Julio Salgado había llegado al Café de la calle principal de la Ciudad puntualmente a las 18hs, como lo venía haciendo todos los días desde hacía casi un mes, se sentó a la mesa de costumbre, pidió su cortado habitual y desplegó el diario Nacional que llevaba con él. Casi escondido detrás de las grandes hojas del periódico, como lo hacían los espías de las películas sobre la Guerra Fría, sentado en su rincón de la cafetería tenía un ángulo especial desde donde ver todo el movimiento del salón, pero principalmente la mesa donde se sentaba el tipo que le había jodido la vida años atrás, cuando abruptamente desapareció del pueblo dejando vacía la caja fuerte de la Financiera de la que era dueño y prometía a confiados e ilusos, grandes ganancias por depositar sus ahorros (y sus sueños) en lugar de los Bancos, que tiempo después defraudarían también a la gente común con el infame “Corralito”.

El financista era Omar Trota. Había reaparecido luego de quince años en la Ciudad, como si nada hubiese pasado. En el Café se reunía todas las tardes con dos o tres “amigos”, de la misma calaña aparentemente, ya que hablaban en voz baja, acercándose a la mesa para que nadie los escuchara, luego reían efusivamente y llamaban al mozo para que los atienda como si fueran los únicos clientes del bar. Julio internamente se decía: “Estos tipos…seguramente están tramando algún nuevo negocio turbio, para joder a algún salame como Yo. ¡Tengo que hacer algo!”

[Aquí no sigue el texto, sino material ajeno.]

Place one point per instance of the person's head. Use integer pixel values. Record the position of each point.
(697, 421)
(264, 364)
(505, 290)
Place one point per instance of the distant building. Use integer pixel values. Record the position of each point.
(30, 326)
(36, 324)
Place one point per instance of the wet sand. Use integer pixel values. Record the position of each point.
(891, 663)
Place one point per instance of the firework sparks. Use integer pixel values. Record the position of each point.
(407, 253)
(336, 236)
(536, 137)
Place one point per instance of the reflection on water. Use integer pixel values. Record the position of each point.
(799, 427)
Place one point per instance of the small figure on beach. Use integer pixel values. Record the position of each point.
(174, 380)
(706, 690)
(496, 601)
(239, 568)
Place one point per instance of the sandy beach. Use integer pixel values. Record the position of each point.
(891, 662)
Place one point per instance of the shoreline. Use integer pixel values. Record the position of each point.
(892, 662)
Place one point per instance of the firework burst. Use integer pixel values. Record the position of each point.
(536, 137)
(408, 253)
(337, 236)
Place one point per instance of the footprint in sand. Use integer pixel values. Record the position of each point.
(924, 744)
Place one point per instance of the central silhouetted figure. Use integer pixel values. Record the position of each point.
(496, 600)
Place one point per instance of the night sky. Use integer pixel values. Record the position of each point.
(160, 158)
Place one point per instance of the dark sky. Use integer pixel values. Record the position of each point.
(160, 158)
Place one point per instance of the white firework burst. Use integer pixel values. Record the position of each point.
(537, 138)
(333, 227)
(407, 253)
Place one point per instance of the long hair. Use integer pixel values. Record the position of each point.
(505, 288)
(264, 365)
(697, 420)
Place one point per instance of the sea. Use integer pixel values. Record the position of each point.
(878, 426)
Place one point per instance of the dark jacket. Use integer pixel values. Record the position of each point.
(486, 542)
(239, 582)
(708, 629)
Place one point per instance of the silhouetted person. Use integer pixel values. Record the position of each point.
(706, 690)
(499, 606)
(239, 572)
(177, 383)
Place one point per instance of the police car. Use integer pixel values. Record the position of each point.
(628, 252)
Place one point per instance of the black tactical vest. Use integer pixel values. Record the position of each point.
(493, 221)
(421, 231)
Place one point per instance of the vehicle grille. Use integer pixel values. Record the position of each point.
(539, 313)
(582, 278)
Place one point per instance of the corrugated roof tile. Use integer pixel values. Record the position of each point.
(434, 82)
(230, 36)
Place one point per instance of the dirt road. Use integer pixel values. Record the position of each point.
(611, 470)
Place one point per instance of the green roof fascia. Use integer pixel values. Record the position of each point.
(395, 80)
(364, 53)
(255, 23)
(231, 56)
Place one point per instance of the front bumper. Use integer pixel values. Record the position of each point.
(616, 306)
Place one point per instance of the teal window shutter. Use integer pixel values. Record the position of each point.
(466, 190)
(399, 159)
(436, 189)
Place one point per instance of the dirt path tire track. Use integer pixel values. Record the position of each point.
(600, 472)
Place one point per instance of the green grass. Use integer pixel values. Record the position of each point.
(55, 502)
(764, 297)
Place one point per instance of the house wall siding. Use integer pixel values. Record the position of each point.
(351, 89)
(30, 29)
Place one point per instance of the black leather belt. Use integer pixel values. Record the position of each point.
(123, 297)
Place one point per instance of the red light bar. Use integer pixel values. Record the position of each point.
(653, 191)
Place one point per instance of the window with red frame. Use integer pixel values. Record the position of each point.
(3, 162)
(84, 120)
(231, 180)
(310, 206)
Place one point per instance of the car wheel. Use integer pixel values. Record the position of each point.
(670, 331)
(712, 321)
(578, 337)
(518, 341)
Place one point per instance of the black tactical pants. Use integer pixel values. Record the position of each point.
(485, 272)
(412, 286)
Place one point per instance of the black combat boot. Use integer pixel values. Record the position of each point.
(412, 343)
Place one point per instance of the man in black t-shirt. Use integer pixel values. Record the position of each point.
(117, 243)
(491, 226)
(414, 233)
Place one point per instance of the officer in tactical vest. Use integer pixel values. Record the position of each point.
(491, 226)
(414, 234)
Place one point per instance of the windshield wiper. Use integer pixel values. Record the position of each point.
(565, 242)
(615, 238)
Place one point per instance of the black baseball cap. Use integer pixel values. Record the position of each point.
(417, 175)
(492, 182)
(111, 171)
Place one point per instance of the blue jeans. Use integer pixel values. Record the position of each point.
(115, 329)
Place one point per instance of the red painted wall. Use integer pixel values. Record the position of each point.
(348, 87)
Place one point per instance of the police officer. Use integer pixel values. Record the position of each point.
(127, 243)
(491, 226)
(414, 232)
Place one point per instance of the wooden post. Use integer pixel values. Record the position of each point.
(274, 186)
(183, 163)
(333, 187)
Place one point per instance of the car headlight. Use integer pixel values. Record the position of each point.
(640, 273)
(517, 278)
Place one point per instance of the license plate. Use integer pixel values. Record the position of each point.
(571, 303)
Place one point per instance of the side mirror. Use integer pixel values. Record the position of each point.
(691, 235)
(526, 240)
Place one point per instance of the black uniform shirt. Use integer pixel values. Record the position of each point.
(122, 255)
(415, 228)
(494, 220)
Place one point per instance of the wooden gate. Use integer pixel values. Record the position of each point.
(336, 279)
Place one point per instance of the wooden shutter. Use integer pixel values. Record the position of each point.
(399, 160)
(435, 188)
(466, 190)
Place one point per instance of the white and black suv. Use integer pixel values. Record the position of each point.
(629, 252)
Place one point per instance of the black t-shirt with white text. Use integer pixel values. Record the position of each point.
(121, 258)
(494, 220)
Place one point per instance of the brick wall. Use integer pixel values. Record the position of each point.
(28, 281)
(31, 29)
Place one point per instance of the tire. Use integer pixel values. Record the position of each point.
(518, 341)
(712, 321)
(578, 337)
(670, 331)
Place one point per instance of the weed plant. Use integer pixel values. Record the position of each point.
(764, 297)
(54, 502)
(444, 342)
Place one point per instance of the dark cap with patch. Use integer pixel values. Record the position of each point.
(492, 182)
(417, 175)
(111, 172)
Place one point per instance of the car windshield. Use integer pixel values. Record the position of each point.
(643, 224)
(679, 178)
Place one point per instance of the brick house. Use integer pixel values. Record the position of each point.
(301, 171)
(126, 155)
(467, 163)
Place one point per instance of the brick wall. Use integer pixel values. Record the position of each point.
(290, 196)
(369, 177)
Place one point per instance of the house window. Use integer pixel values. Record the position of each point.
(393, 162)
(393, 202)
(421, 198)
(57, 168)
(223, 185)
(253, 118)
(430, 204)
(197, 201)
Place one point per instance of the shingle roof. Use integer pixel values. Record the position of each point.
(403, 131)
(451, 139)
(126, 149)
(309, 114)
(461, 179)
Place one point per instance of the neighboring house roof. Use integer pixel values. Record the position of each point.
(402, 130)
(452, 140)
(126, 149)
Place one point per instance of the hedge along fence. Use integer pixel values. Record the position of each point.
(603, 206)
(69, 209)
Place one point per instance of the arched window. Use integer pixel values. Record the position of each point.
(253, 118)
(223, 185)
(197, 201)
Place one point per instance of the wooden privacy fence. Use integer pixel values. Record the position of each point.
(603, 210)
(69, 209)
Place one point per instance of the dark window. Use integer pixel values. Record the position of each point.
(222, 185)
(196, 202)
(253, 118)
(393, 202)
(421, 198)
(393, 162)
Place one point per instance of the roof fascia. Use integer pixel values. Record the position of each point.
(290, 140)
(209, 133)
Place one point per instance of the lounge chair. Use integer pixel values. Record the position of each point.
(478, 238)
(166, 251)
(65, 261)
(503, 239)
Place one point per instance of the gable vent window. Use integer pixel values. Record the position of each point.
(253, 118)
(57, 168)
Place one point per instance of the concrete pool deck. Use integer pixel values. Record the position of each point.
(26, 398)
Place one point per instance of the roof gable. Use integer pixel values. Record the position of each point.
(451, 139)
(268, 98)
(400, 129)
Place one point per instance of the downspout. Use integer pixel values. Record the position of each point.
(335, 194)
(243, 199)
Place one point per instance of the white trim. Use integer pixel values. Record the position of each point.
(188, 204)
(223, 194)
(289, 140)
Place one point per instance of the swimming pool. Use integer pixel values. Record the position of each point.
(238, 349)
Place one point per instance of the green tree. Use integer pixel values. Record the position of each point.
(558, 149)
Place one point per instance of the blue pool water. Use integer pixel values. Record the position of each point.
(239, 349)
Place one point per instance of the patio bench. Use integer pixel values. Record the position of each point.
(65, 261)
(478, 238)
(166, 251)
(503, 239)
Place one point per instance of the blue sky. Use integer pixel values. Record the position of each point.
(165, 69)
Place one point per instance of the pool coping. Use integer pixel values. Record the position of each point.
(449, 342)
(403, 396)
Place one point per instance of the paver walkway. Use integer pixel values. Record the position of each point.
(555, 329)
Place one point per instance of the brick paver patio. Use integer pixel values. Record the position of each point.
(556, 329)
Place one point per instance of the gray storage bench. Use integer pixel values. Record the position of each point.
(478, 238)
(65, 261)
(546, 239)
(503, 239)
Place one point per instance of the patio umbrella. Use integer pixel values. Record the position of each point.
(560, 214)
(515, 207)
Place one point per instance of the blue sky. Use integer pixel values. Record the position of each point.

Nuestro protagonista tomaba su cortado y volvía a su supuesta lectura, para seguir observando detenidamente cada movimiento de su enemigo. Hasta que de pronto un voz grave y gutural, le dijo desde la mesa de al lado: “¿Y?, ¿se va a animar o no? Julio tragó saliva, y giró su cabeza hasta ver la mesa, que él creía vacía, desde donde provino la pregunta. Entonces fijó la vista en quien la ocupaba. Se trataba de un hombre de unos cincuenta años, de figura delgada y gran presencia. Vestía un traje negro, camisa de un blanco inmaculado y corbata negra. Los zapatos de reluciente charolado, también de color negro. Su cabello oscuro, prolijamente cortado y peinado, mostraba unas incipientes canas y una barba candado gris oscura, remataba su rostro alargado. Entre los finos dedos de su mano derecha, giraba acrobáticamente un cigarrillo sin encender. Pero su mirada, en eso se detuvo más tiempo Julio…sus ojos eran fríos y algo intimidantes. Luego de cruzar miradas por algunos segundos, Julio preguntó carraspeando su voz: “Perdón, ¿me habla a mí?”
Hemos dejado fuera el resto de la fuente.